By using variability output 130 of VPE 100, the true distributions of variability benchmarks associated with existing computer systems can be predicted and can be used for a predictive analysis of a new configuration for the new computer systems to be procured. Such a predictive analysis enabled by variability output 130 can better color decisions about the value or utility of certain CPU features included in the new configuration, by showing an impact of various CPU features on the true distributions of variability benchmarks for the applications and conditions actually experienced by users in the enterprise. In this manner, CPU options can be chosen that provide overall higher performance and lower variability for the enterprise, which is desirable.


For example, variability output 130 can indicate that an existing configuration for an enterprise server often exhibits high-level cache misses when the CPU is operating under typical application workloads for the enterprise. This information can guide the procurement decision for a next enterprise server generation to include a larger cache size when the new CPU is chosen.
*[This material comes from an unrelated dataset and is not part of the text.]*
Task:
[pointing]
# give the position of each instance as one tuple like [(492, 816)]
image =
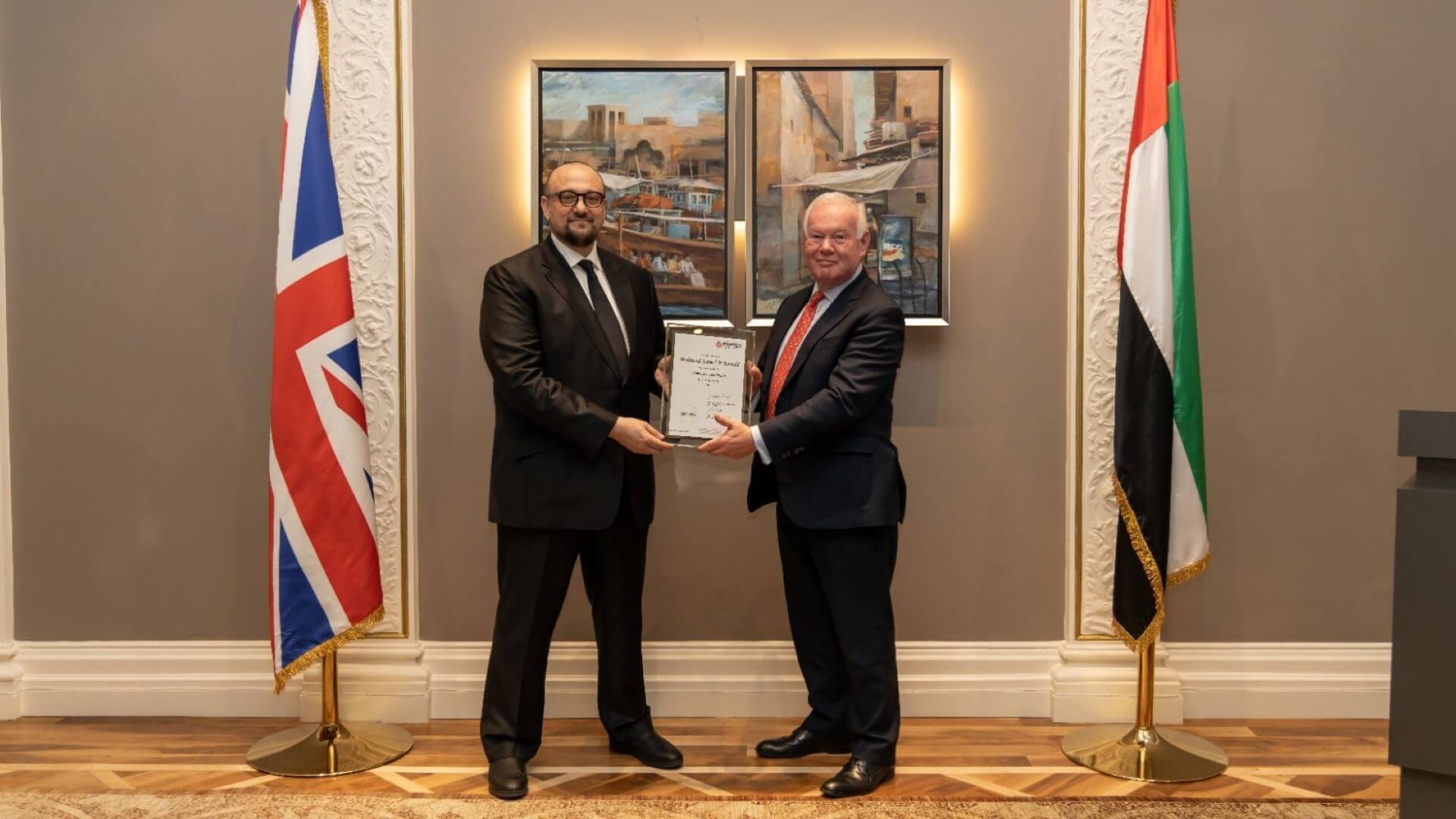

Similarly, when variability output 130 indicates that a page miss rate is higher on a second enterprise server than on other servers, VPE 100 can also predict that having larger sized DRAM modules would improve performance and reduce variability. Specifically, VPE 100 can be used to predict the relationship between the page miss rate and the size of DRAM modules on various servers, and thus, enable a comparison of such relationships among the servers.


Example 4

It is observed that certain applications can exhibit very long-tailed performance that results in certain execution instances of the application having excessively long run times. In certain large enterprise contexts where billions of transactions are processed daily, the cost impact of such extended run times for application workloads can be quite large and economically important, since the cost of such operating such large data centers is very high.


By using VPE 100, variability output 130 as well as the statistical modeling using variability output 130 can associate variability benchmarks having a long-tail distribution for run time with composite telltale indicators that point to particular aspects of the configuration of the computer system used. The empirical distribution of the telltale indicators predicted by variability output 130 may indicate anomalous situations (e.g., high CPU temperature) or normal, yet infrequent operational situations like an OS service waking up to do routine maintenance, that explain the observed behavior. Furthermore, as noted, variability output 130 can include confidence and magnitude levels for the relationships discovered or predicted between the variability benchmarks and the telltale indicators. With such valuable insights provided by VPE 100, remedial action to reduce the observed variability can be focused on high-impact or high-likelihood telltale indicators having a causal relationship to the observed variability benchmarks.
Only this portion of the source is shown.